2) Dava, arsa payı karşılığı inşaat sözleşmesinden kaynaklanan tazminat istemine ilişkindir. Eser sözleşmelerinde ayıplı imalat bulunması halinde ayıp ihbarının makul olan en kısa sürede eseri meydana getiren yükleniciye ihbar edilmesi gerekir. Olayımızda davacı 15.11.2011 tarihinde inşaatın teslim olduğunu beyan etmiş ve eldeki davayı 04.05.2012 tarihinde açmıştır. Bu tarihler arasında ayıplara dair herhangi bir ihbar yapıldığı öne sürülmemektedir. Bu durumda davacı eksik imalatı zaman aşımı olan beş yıllık süre içinde ve ayrıca görülmesi mümkün olmayan gizli ayıpları da tespitinden itibaren en kısa sürede ihbar ederek dava edebilir. Mahkemece kararda hem eksik hem de ayıplı işlerin bedelinin hüküm altına alınmadığı anlaşılmaktadır. Bu husus yukarıdaki ilkeye aykırıdır.

Bu durumda mahkemece yerinde yeniden keşif yapılarak davalı yüklenicinin eksiklikler ile itirazları da göz önünde bulundurup ayıplı imalat ve eksik imalat belirlenip gizli ayıp ve eksik imalatın bedelinin hüküm altına alınması, açık ayıpla ilgili taleplerin reddedilmesi gerekmektedir. Bu hususlara riayet edilmeden eksik inceleme ve yanılgılı gerekçe ile yazılı şekilde hüküm tesisi doğru olmamıştır.

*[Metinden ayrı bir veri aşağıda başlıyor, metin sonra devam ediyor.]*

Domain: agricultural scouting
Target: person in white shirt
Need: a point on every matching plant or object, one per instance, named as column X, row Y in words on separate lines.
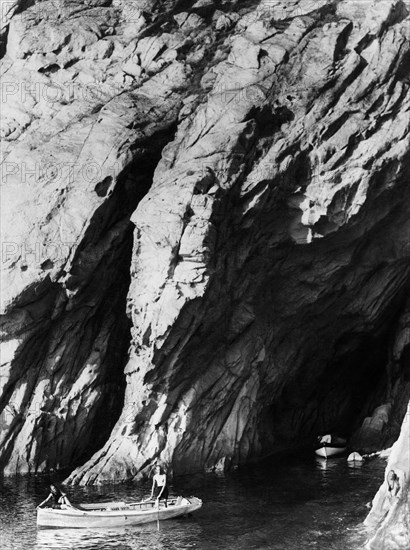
column 159, row 486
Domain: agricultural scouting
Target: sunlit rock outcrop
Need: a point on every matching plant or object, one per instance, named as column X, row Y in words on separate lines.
column 389, row 517
column 256, row 160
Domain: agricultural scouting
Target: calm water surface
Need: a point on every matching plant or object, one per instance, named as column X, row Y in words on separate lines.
column 281, row 504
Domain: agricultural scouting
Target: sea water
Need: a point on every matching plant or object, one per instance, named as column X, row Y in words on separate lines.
column 279, row 504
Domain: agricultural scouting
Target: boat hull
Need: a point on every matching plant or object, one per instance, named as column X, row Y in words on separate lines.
column 116, row 517
column 327, row 451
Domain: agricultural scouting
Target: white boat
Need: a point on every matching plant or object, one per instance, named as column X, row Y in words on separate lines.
column 115, row 514
column 329, row 445
column 328, row 450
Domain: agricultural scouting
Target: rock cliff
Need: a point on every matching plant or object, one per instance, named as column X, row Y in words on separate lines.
column 389, row 517
column 205, row 231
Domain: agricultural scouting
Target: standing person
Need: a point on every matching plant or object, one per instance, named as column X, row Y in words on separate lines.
column 57, row 498
column 393, row 484
column 159, row 486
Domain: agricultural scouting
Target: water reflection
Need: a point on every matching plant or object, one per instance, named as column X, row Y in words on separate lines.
column 170, row 536
column 281, row 504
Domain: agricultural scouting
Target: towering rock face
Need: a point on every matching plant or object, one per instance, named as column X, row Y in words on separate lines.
column 389, row 517
column 259, row 154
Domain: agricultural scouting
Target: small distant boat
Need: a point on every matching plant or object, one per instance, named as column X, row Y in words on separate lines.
column 330, row 445
column 115, row 514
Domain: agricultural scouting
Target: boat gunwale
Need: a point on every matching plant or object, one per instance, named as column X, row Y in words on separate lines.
column 74, row 512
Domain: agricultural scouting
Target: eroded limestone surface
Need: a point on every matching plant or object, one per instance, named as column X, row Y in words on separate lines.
column 389, row 517
column 260, row 156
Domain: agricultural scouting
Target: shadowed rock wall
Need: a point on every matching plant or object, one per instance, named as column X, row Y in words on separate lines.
column 270, row 264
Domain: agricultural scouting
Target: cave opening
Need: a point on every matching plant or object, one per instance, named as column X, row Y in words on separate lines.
column 357, row 380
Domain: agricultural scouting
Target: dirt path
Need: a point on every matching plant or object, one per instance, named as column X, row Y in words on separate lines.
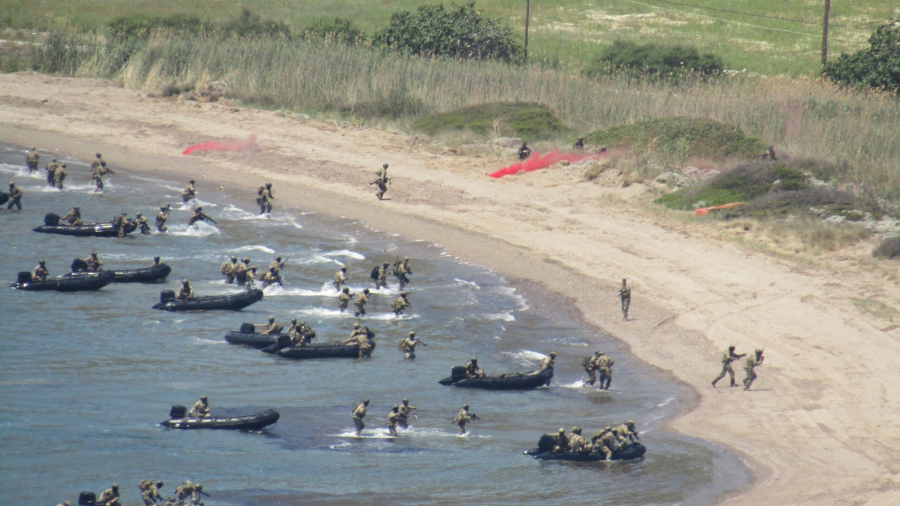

SONUÇ: Yukarıda (1) numaralı bentte açıklanan nedenlerle davalılar vekilinin diğer temyiz itirazlarının reddine, (2) numaralı bentte açıklanan nedenlerle (1) numaralı bent dışındaki diğer temyiz itirazlarının kabulü ile hükmün davalılar yararına BOZULMASINA, temyiz peşin harcın istek halinde davalılara iadesine, karar düzeltme yolu kapalı olmak üzere 30.01.2019 gününde oy birliğiyle karar verildi.